This week I was invited to
participate in a two day conference on lean manufacturing. The conference
included three (3) plant tours and a healthy dose of classroom and presentation
time. The Fabricators & Manufacturing Association (FMA) organized the
event in St. Louis. More than 30 people attended from as far away as Tennessee
and upstate New York. The tours and the discussions (formal and informal)
reminded me of a cheese sandwich. Not just any cheese sandwich, but the very
specific one my wife used to order. The sandwich that confounded restaurants
all over the country.
Here is the request: “May I
please have a grilled Swiss cheese and tomato on rye, toasted well with Russian
dressing on the side.” Sounds simple enough right? But, like lean manufacturing
there are many ways to get it wrong and hundreds of ways to do it better. Ways
to get it wrong for the customer (my wife): 1. Wrong cheese (not Swiss) 2. Not
grilled well 3. Mushy tomato 4. Wrong
bread (not rye) 5. Russian dressing on sandwich (instead of on the side) or not
in on-time (later than other orders).
The list goes on and on.
The hapless waitress in any
one of these unfortunate scenarios is only the end of a production line. Prep
includes careful staging, assembly and presentation. Materials must be selected
and prepared. In a busy restaurant the ingredients must be sorted. The work-space
must be straight and shiny-clean. The process to be efficient must be somewhat
standardized. Customers have a right to expect a sustainable level of service
on repeat visits. Of course, food safety is critical too.
This cheese sandwich is a
custom order so the lean manufacturing challenges include elimination of waste
to assure a profitable transaction. Here are some kinds of waste the restaurant
owner needs to avoid. Overproduction. (Don’t assume another customer is going
to ask for the same thing - although that could happen.) Waiting time. (The sandwich needs to be
prepared in a timely fashion and delivered with the other meals at the table.)

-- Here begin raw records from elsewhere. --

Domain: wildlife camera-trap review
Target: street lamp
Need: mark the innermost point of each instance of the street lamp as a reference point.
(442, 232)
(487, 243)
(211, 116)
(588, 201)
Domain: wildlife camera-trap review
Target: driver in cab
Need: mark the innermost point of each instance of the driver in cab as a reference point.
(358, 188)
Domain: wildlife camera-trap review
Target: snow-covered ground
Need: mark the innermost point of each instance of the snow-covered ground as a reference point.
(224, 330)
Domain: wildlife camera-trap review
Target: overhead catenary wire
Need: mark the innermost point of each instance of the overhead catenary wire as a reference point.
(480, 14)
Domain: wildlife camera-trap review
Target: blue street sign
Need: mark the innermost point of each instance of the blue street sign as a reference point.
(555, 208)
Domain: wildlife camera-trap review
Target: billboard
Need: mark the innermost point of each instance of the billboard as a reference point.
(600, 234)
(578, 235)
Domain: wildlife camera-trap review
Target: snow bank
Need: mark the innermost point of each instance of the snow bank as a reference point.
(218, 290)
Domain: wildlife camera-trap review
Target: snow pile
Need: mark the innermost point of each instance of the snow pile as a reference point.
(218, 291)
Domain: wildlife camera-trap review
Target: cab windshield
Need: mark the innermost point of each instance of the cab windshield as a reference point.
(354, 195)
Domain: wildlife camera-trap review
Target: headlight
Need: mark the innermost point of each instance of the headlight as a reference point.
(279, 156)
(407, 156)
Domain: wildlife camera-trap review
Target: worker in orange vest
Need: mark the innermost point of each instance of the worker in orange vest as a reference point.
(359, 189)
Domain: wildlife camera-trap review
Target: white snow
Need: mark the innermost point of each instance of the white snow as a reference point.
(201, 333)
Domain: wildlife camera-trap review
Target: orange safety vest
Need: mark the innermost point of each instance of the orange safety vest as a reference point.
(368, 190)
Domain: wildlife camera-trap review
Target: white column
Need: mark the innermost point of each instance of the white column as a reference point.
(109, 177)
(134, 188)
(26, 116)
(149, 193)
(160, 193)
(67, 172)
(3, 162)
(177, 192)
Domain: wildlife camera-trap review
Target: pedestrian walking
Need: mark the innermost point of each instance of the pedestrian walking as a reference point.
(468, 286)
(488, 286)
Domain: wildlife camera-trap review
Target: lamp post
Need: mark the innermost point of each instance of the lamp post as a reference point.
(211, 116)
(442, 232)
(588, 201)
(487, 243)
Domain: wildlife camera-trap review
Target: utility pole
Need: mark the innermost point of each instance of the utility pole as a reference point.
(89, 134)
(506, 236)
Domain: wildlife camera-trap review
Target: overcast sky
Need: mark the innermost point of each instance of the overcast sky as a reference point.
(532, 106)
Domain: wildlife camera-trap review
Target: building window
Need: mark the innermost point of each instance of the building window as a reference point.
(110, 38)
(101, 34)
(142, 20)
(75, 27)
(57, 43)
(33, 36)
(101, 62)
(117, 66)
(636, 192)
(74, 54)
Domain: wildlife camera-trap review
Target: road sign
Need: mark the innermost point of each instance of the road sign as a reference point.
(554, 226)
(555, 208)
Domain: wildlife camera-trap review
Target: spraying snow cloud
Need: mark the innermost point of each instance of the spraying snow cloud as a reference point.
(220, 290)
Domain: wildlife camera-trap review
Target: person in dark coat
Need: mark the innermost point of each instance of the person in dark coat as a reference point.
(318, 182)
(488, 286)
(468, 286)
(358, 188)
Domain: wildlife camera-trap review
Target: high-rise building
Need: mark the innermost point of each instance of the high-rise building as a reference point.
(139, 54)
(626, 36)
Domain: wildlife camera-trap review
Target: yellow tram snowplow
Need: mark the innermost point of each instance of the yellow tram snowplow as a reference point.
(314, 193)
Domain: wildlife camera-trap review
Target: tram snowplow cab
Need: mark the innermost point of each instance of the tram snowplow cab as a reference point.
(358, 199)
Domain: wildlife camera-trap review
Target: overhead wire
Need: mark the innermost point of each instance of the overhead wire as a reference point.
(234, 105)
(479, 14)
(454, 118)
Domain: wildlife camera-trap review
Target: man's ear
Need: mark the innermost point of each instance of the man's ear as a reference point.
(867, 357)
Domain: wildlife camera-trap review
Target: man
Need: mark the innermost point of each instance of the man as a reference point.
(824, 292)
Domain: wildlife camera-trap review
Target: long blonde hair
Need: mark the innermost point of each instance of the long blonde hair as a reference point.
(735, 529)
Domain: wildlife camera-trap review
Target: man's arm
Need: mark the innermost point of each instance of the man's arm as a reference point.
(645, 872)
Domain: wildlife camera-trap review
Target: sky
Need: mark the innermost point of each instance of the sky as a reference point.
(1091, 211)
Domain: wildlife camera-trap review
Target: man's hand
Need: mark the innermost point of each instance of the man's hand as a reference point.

Transportation. (Food needs to be on hand to deliver this product. If you have
no tomatoes ready for slicing you aren’t going to make it.) Processing. (Build
the sandwich with confidence.) Inventory. (Make sure you have rye bread,
tomato, Swiss cheese and Russian dressing.) Motion. (Stage the elements so
there isn’t a lot of inefficient running around.) Product Defects. (It’s food.
It needs to be fresh and handled properly.)
The manufacturing facilities
we visited for tours made products as
diverse as retail display racks, industrial heaters, structural trusses for a
football stadiums - each on an order of magnitude significantly more difficult
than building a cheese sandwich. (So clearly there is a lot to think about.)